O fanatismo existe em todas as religiões e até fora delas, inclusive no esporte e na política. De triste lembrança é o episódio ocorrido na Guiana, em 1978, quando, induzidos por um fanático, cerca de 900 pessoas suicidaram-se, estarrecendo o mundo. Em busca de solução mágica dos problemas, muitos indivíduos sujeitam-se a ser enganados, na vã crença de que as leis divinas podem ser revogadas ao seu bel capricho.
Quando o homem se conduz com fanatismo e com fins escusos ou fúteis, atrai a presença de Espíritos inferiores, que podem gerar lamentáveis desvirtuamentos, abrindo brechas ao charlatanismo, que consiste na exploração da credulidade pública, por meio de engodos e mentiras, circunstância que contribui muito para fomentar desequilíbrios.
O charlatanismo sempre existiu, não só nas religiões, como também em todos os segmentos da sociedade, inclusive nos meios científicos, mas nem por isso devemos tachar todos os fenômenos de fraudulentos pelo simples fato de que alguém abusou das coisas mais respeitáveis. Kardec lembra que o desinteresse absoluto, na prática do bem, é a maior garantia contra o charlatanismo, e recomenda, enfático, aos espíritas:
“92. Entre os adeptos do Espiritismo, encontram-se entusiastas e exaltados, como em todas as coisas; são, em geral, os piores propagadores, porque a facilidade com que, sem exame, aceitam tudo, desperta desconfiança.

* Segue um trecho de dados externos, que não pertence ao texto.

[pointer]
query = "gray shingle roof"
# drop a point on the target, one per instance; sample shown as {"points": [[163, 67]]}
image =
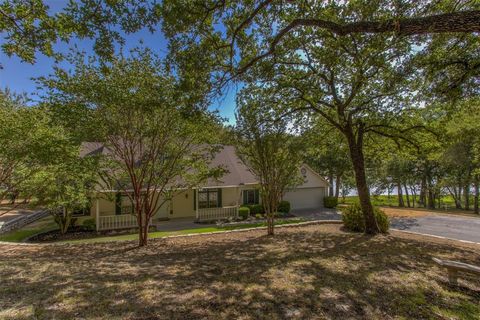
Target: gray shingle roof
{"points": [[236, 173]]}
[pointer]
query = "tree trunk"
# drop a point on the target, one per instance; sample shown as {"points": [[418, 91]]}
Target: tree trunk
{"points": [[400, 195], [407, 195], [330, 189], [475, 201], [338, 180], [466, 194], [413, 190], [431, 198], [422, 197], [270, 225], [358, 162]]}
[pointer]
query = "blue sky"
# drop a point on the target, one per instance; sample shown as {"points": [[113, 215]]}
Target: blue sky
{"points": [[19, 76]]}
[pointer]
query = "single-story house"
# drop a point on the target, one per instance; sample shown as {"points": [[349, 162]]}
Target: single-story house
{"points": [[214, 200]]}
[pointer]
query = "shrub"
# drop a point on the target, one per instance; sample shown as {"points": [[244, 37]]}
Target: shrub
{"points": [[244, 212], [256, 209], [330, 202], [352, 217], [89, 224], [284, 206], [280, 215]]}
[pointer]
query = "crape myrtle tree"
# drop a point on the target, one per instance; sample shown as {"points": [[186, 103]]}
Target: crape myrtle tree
{"points": [[266, 145], [157, 134], [341, 60]]}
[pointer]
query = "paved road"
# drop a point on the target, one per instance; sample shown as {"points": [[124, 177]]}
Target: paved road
{"points": [[455, 227]]}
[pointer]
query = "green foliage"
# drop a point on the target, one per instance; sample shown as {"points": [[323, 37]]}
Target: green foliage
{"points": [[89, 224], [244, 212], [354, 220], [284, 206], [330, 202]]}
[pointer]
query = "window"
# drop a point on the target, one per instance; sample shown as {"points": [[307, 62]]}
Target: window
{"points": [[123, 205], [81, 212], [251, 196], [209, 198]]}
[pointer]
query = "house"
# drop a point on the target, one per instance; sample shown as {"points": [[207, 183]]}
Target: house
{"points": [[216, 199]]}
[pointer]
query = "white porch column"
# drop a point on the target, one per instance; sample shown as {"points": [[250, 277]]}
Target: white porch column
{"points": [[97, 214], [196, 203]]}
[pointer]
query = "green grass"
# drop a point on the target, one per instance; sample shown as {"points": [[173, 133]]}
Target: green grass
{"points": [[47, 224], [42, 225], [392, 200], [161, 234]]}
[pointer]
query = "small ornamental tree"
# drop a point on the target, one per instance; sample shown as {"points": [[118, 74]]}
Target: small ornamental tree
{"points": [[266, 146], [157, 131]]}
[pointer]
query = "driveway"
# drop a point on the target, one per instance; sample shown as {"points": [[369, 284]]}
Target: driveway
{"points": [[317, 214], [455, 227]]}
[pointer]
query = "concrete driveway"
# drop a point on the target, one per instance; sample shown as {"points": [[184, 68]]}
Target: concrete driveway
{"points": [[454, 227], [317, 214]]}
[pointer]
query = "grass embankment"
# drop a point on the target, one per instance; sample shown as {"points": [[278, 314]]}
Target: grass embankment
{"points": [[47, 224], [42, 225], [309, 272]]}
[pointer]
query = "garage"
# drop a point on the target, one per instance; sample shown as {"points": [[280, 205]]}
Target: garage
{"points": [[305, 198]]}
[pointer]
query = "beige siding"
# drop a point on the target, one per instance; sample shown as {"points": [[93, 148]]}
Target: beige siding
{"points": [[305, 198], [106, 206], [181, 205]]}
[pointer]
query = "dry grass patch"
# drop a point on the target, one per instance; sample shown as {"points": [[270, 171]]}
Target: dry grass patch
{"points": [[312, 272]]}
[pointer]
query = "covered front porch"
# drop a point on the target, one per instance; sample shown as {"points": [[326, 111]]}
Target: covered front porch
{"points": [[199, 205]]}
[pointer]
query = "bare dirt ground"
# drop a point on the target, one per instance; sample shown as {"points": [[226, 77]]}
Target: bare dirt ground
{"points": [[310, 272], [420, 212]]}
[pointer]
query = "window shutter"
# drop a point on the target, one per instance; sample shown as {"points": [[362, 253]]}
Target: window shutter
{"points": [[118, 203], [194, 199], [219, 197]]}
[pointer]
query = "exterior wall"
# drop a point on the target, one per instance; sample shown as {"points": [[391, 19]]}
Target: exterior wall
{"points": [[312, 180], [305, 198], [107, 207], [181, 205]]}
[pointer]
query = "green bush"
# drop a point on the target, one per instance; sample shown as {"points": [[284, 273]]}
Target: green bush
{"points": [[256, 209], [284, 206], [244, 212], [89, 224], [330, 202], [353, 220]]}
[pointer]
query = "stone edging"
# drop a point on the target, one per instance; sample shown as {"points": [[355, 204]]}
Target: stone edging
{"points": [[290, 225]]}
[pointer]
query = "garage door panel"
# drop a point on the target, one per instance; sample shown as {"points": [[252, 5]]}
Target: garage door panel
{"points": [[305, 198]]}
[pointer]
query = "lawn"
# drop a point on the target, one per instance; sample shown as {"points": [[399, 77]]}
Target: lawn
{"points": [[47, 224], [315, 271], [42, 225]]}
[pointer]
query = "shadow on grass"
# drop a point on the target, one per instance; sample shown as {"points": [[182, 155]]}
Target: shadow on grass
{"points": [[298, 274]]}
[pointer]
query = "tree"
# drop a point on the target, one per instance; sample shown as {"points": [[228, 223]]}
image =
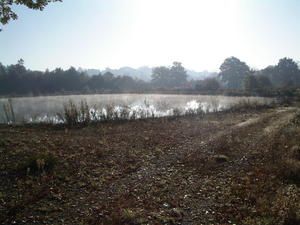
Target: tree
{"points": [[251, 83], [233, 72], [166, 77], [208, 84], [264, 82], [6, 12], [178, 74], [287, 72]]}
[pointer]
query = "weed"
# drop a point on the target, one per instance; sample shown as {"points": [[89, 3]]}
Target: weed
{"points": [[39, 163]]}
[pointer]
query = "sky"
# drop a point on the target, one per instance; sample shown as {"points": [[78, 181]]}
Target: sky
{"points": [[115, 33]]}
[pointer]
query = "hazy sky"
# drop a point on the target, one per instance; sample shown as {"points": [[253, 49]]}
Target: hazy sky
{"points": [[115, 33]]}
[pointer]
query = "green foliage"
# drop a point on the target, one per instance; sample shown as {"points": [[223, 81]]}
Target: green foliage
{"points": [[233, 72], [251, 83], [17, 80], [74, 114], [175, 76], [208, 84], [7, 14], [9, 111]]}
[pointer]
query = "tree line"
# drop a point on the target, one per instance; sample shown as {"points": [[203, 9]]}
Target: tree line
{"points": [[234, 75]]}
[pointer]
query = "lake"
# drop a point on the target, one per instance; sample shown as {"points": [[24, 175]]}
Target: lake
{"points": [[46, 108]]}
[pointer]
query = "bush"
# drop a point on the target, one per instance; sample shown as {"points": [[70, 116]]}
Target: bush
{"points": [[39, 163], [74, 114], [290, 170]]}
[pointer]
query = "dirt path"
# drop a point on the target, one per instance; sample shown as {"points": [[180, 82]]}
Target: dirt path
{"points": [[182, 171]]}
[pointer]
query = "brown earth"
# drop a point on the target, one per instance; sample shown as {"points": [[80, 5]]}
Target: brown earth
{"points": [[223, 168]]}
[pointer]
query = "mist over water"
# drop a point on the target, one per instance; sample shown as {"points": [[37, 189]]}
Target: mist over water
{"points": [[47, 108]]}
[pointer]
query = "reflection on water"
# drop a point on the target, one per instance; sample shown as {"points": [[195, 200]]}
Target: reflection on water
{"points": [[47, 108]]}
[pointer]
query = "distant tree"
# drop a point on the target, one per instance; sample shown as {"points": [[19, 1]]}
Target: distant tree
{"points": [[233, 72], [160, 76], [251, 83], [208, 84], [166, 77], [6, 12], [178, 74], [264, 82], [287, 72]]}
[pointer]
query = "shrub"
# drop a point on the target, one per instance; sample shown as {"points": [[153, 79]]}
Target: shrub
{"points": [[9, 111], [39, 163], [74, 114], [290, 170]]}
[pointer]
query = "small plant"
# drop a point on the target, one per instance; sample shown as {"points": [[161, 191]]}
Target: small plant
{"points": [[9, 111], [124, 112], [296, 119], [177, 112], [39, 163], [71, 113], [109, 112], [290, 170], [84, 112], [74, 114]]}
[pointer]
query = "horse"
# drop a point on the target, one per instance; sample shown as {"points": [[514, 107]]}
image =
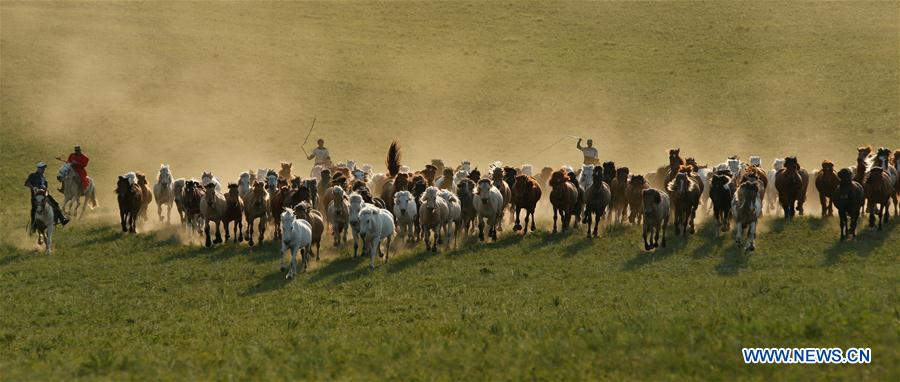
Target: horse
{"points": [[234, 213], [376, 225], [296, 236], [213, 207], [722, 192], [791, 183], [827, 183], [771, 191], [665, 174], [164, 189], [434, 215], [597, 198], [44, 221], [636, 186], [746, 209], [338, 212], [207, 178], [305, 211], [73, 191], [498, 180], [193, 195], [256, 206], [848, 198], [878, 191], [357, 203], [454, 214], [245, 183], [526, 195], [465, 191], [285, 172], [130, 198], [405, 212], [656, 217], [618, 194], [563, 198], [685, 190], [146, 195], [178, 189]]}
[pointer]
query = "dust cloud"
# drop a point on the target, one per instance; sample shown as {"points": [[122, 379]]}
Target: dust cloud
{"points": [[233, 87]]}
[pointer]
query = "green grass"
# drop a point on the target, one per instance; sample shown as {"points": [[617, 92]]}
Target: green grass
{"points": [[225, 87]]}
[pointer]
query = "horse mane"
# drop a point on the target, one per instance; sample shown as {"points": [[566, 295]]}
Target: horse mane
{"points": [[393, 159]]}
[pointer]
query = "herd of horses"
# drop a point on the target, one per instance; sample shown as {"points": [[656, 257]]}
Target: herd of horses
{"points": [[438, 204]]}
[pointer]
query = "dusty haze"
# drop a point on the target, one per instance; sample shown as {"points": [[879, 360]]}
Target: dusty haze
{"points": [[233, 86]]}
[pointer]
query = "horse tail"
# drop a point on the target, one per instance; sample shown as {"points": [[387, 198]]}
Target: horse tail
{"points": [[393, 159]]}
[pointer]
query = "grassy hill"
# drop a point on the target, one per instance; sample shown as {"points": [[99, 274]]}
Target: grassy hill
{"points": [[228, 87]]}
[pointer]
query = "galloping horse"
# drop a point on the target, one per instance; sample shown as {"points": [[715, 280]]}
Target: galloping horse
{"points": [[74, 191]]}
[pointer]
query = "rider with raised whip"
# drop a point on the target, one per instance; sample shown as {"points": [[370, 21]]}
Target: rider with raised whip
{"points": [[79, 162], [36, 181]]}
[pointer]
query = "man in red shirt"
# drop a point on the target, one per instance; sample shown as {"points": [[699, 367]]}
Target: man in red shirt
{"points": [[79, 162]]}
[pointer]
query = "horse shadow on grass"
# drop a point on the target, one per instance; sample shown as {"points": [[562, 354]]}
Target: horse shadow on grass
{"points": [[868, 241], [673, 244]]}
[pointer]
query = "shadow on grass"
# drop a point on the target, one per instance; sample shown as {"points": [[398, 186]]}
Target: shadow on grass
{"points": [[733, 260], [867, 241], [272, 281], [673, 244]]}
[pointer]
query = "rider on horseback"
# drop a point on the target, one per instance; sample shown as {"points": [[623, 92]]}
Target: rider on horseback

O Espírita esclarecido repele esse entusiasmo cego, observa com frieza e calma, e, assim, evita ser vítima de ilusões e mistificações. À parte toda a questão da boa-fé, o observador novato deve, antes de tudo, atender à gravidade do caráter daqueles a quem se dirige.”[7]
Apesar dos aspectos bizarros dos fenômenos relatados, eles permitem tirar conclusões interessantes sobre a independência entre o espírito e a matéria, como, por exemplo, nos casos da insensibilidade à dor.[8] Muitos cristãos, levados ao martírio, nos circos romanos, suportaram heroicamente as torturas físicas e psicológicas, “porque o brando anestésico das potências divinas lhes balsamizou o coração dorido e dilacerado no tormentoso momento”.[9] O Espiritismo oferece explicações racionais que retiram de tais eventos a crença no maravilhoso e no milagre, mostrando-os como fatos regidos por leis naturais, muitas vezes desconhecidas das ciências ordinárias.[10]
A fé cega cada vez mais vem cedendo espaço à fé raciocinada, que oferece ensanchas de cultivarmos os bons sentimentos por meio do estudo, do discernimento e da prática do bem, que nos preservam da exposição ao ridículo e dos extremismos que nos alheiam da realidade, do bom senso e do equilíbrio.
[1] Eclesiástico abaixo dos sacerdotes e que tinha por função ajudar o celebrante no altar.
[2] SOUZA, Edemilton Cabral de. Ob.cit., nº 1.879. Rio de Janeiro: FEB, p. 21-23.
[3] Ob. cit. Trad. de Evandro Noleto Bezerra. 2ª ed. Rio de Janeiro: FEB, 2004. “Os Convulsionários de Saint Médard”, p. 455-457.
[4] Representante da administração do Cemitério de Saint-Médard, em Paris.
[5] Taumaturgo: pessoa a quem se atribui a autoria de milagres.
[6] Ob. cit. Trad. de Evandro Noleto Bezerra. 1ª ed. Rio de Janeiro: FEB, 2005. “Os Aïssaouas”, p. 37-43.
[7] KARDEC, Allan. O que é o Espiritismo. 37ª ed. Rio de Janeiro: FEB, 1995. Cap. II. “Charlatanismo”, p. 182-183.
[8] Ver, especificamente, a nota de KARDEC à questão 483 de O Livro dos Espíritos.
[9] XAVIER, Francisco C. Há 2000 anos. Pelo Espírito Emmanuel, 25ª ed. Rio de Janeiro: FEB, 1990. Cap. V, segunda parte: “Nas catacumbas da fé e no circo do martírio”, p. 327.
[10] KARDEC, Allan. A Gênese. 34ª ed. Rio de Janeiro: FEB, 1991. Cap. XIV, item 29. “Catalepsia – Ressurreições”, p. 293 e 294.